The harness testing is AI-driven–I pointed piclaw at it with a custom gdb skill and let it grind through failures, fix them, and re-run. The strategy is mine (which syscalls to prioritise, what the “gadget” fixes should look like, where to invest in performance), but the mechanical detection/fix loop is the kind of thing that would have taken months by hand.

Why this matters

Because I think it is a thing that should exist, yes, but also because I want to run things like gi (which is still WIP) on my iPad.

Especially binaries, which never ran in the original iSH. And despite my love for remote sessions, I don’t want to run all of it on a server, nor via a UI proxied from somewhere else–I want to do some of it locally, in a terminal, with my workspace on the device.

Bun, V8 and Go work.
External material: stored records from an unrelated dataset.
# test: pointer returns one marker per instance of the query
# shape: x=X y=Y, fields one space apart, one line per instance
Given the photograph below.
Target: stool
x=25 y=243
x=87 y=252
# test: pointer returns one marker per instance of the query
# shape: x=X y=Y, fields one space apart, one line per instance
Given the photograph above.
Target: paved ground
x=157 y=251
Alpine’s apk means I can easily get pretty much every single CLI tool I need to work too, without the compromises (which I still love, by the way) imposed. And since I have been hacking away at my own flavor of in rcarmo/ghostty-web, I was able to swap the dated iSH terminal with something that looks right.
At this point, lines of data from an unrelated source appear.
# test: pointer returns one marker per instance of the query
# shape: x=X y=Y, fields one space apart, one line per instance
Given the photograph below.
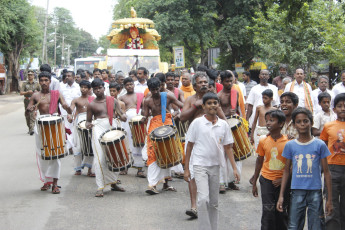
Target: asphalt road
x=24 y=206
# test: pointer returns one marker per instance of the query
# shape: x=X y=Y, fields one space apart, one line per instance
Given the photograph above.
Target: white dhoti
x=227 y=173
x=80 y=160
x=48 y=169
x=103 y=175
x=156 y=175
x=136 y=151
x=260 y=131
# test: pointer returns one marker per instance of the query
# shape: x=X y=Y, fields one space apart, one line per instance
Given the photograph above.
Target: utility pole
x=44 y=53
x=63 y=51
x=55 y=48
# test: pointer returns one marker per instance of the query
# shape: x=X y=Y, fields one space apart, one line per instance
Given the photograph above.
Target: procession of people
x=199 y=129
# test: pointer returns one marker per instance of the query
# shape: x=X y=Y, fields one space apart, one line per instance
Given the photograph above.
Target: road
x=24 y=206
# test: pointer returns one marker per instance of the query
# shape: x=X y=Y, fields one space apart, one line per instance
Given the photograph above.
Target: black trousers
x=271 y=218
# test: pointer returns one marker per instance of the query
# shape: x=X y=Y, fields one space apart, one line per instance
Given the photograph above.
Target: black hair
x=305 y=111
x=340 y=97
x=134 y=72
x=323 y=95
x=292 y=96
x=115 y=85
x=170 y=74
x=105 y=70
x=45 y=68
x=86 y=83
x=224 y=75
x=97 y=70
x=246 y=73
x=82 y=75
x=73 y=74
x=268 y=93
x=161 y=77
x=127 y=79
x=235 y=74
x=276 y=113
x=45 y=74
x=153 y=83
x=208 y=96
x=211 y=82
x=97 y=82
x=144 y=69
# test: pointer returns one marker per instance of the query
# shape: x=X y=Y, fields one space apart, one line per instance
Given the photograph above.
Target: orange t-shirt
x=274 y=163
x=334 y=133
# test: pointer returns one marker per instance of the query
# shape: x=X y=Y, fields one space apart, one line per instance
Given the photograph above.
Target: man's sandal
x=99 y=193
x=45 y=187
x=55 y=189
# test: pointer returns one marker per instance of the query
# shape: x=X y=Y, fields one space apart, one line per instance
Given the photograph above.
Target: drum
x=242 y=147
x=115 y=147
x=138 y=130
x=51 y=130
x=85 y=138
x=167 y=146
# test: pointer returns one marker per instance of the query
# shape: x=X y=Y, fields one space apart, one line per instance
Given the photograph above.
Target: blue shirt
x=306 y=168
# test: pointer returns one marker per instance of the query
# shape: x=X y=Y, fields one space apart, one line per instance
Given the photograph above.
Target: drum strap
x=140 y=97
x=163 y=105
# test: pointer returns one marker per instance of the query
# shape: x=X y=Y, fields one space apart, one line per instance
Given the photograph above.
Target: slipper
x=222 y=189
x=116 y=188
x=152 y=191
x=192 y=213
x=232 y=186
x=55 y=189
x=140 y=174
x=45 y=187
x=99 y=193
x=170 y=188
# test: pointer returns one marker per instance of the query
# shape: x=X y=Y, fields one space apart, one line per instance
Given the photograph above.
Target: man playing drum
x=157 y=104
x=133 y=108
x=80 y=104
x=102 y=109
x=229 y=102
x=46 y=102
x=192 y=109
It’s not fast (well, it is, much faster than the original, but not native fast). It’s not a replacement for HyperKit on iOS (if we ever get it back). But it’s mine, I can fix it and make it faster to some degree, and works for me.
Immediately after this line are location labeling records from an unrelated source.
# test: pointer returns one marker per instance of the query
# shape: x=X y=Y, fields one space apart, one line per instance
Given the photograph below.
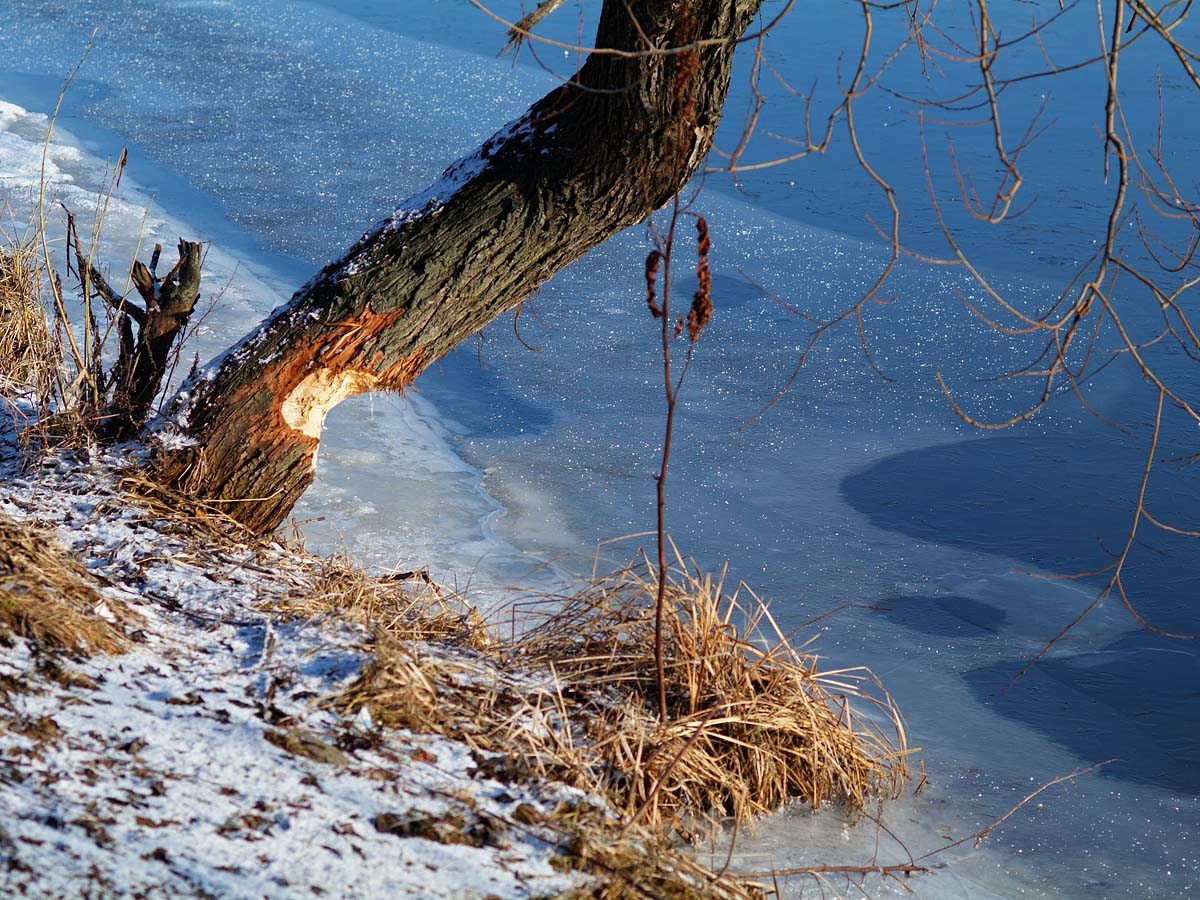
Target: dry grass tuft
x=400 y=607
x=51 y=599
x=753 y=723
x=30 y=358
And since I have zero intention of bringing it to the App Store myself (or even paying Apple $99 for the privilege of running it on my own hardware without plugging my iPad into my laptop weekly, which is something the EU should really ding on Apple for), I am going to maintain it and add more fixes, keeping it open source so that other people can build better, more polished tools.

You’re welcome.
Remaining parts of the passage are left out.